Ted knew it would be of no use to ask again, so he made the best of it.
“Look!” suddenly said Tom. “The men are rowing away in a little boat.”
He pointed to the motor boat, which was now right side up again, but was very low in the water, as if the waves, washing over it, had half filled it. And as he pointed the others saw what he meant.
The two men in the wrecked motor boat, who had been waving a white handkerchief as a signal, must have been towing a rowboat behind their launch.

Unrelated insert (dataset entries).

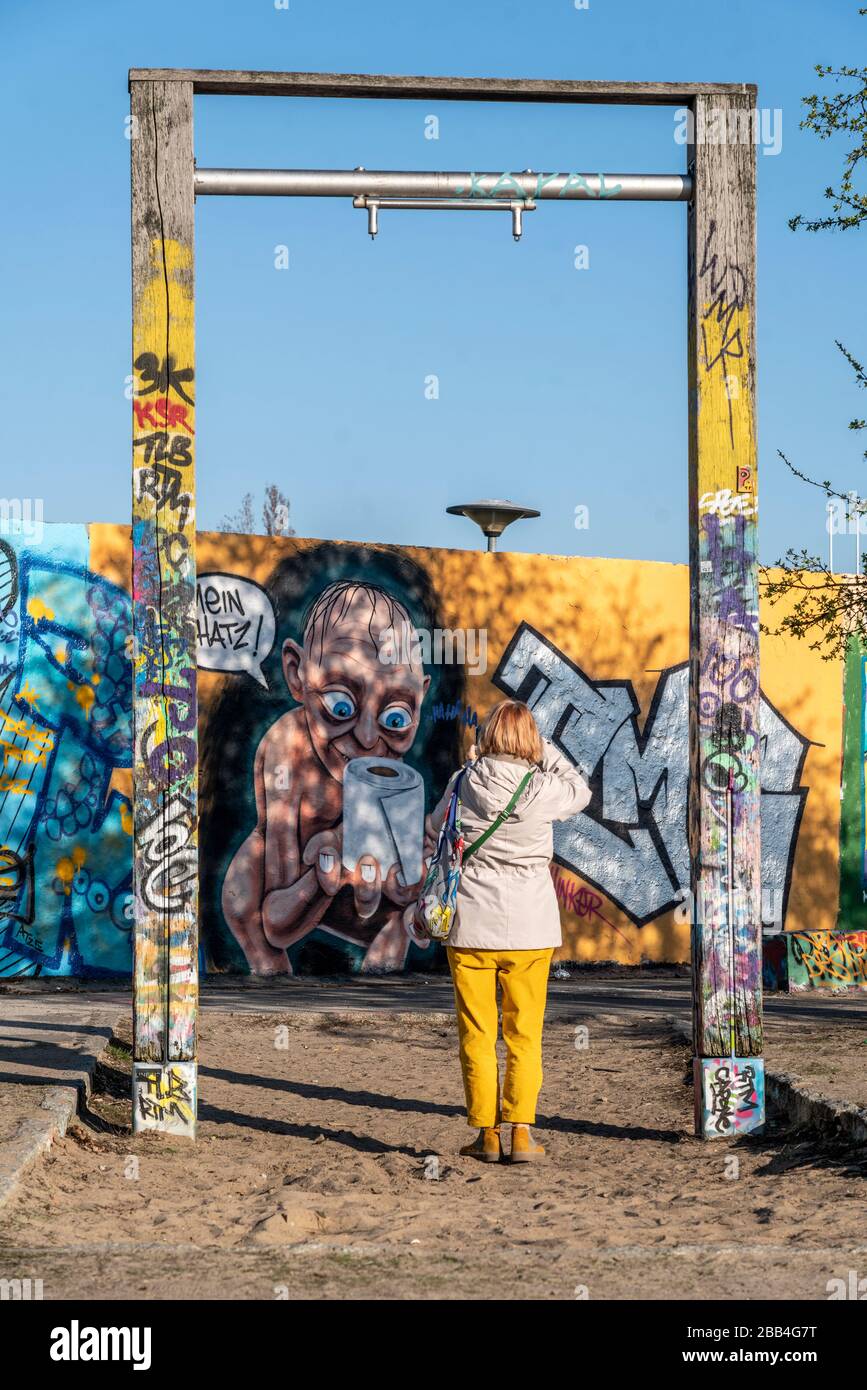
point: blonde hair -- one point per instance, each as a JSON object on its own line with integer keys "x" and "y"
{"x": 510, "y": 729}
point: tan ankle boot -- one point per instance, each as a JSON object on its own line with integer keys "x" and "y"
{"x": 524, "y": 1148}
{"x": 485, "y": 1146}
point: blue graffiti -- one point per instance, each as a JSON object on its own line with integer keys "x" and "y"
{"x": 65, "y": 729}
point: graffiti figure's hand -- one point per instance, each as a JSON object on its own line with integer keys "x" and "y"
{"x": 398, "y": 890}
{"x": 324, "y": 854}
{"x": 367, "y": 886}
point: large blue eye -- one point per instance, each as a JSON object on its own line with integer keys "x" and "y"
{"x": 396, "y": 717}
{"x": 339, "y": 705}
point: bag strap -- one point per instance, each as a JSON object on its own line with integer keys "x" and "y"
{"x": 498, "y": 822}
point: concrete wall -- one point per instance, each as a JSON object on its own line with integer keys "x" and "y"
{"x": 598, "y": 647}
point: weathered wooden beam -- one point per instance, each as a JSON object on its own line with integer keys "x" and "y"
{"x": 724, "y": 734}
{"x": 445, "y": 89}
{"x": 166, "y": 865}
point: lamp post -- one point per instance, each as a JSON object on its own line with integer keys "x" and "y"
{"x": 492, "y": 516}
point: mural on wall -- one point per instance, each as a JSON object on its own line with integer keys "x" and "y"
{"x": 65, "y": 691}
{"x": 325, "y": 744}
{"x": 339, "y": 758}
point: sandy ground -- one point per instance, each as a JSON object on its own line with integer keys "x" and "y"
{"x": 328, "y": 1168}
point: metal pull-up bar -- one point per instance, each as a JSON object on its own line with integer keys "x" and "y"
{"x": 432, "y": 192}
{"x": 642, "y": 188}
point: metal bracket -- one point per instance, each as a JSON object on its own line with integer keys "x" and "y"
{"x": 516, "y": 206}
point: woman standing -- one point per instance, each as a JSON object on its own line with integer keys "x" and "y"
{"x": 507, "y": 922}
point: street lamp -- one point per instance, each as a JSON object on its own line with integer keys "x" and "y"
{"x": 492, "y": 514}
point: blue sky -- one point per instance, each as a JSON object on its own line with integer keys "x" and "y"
{"x": 557, "y": 387}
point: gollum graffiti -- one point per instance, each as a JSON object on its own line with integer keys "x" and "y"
{"x": 335, "y": 805}
{"x": 338, "y": 843}
{"x": 317, "y": 869}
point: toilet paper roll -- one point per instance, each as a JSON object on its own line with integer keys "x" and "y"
{"x": 384, "y": 815}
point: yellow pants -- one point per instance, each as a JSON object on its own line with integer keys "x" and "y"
{"x": 523, "y": 977}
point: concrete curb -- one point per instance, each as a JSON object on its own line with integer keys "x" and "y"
{"x": 806, "y": 1109}
{"x": 36, "y": 1133}
{"x": 38, "y": 1130}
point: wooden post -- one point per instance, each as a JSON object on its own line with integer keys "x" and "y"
{"x": 166, "y": 859}
{"x": 724, "y": 733}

And when they were tossed into the lake by the storm, they swam around and got in the smaller craft. In this they were now rowing away from the wreck as hard as they could row.
“Well, I guess we don’t have to go out to save them,” said Uncle Ben, who was loosening a rope that held the largest of Mr. Martin’s rowboats to the dock. “They are rescuing themselves.”
“It does look so,” replied Mr. Martin. “I wonder if they’ll come here.”
While Uncle Ben and Mr. Martin stood on the pier, hardly knowing what to do, Ted saw something else.
“Look!” he cried, pointing over the windy waves. “There’s another motor boat chasing the first one.”
“Yes, there is a big craft coming from near the Point,” said Uncle Ben. “And it looks as if they were going to the wreck.”
Daddy Martin took a telescope from the boathouse at the dock, and through this glass, which made things that were far off seem close by, he looked across the lake.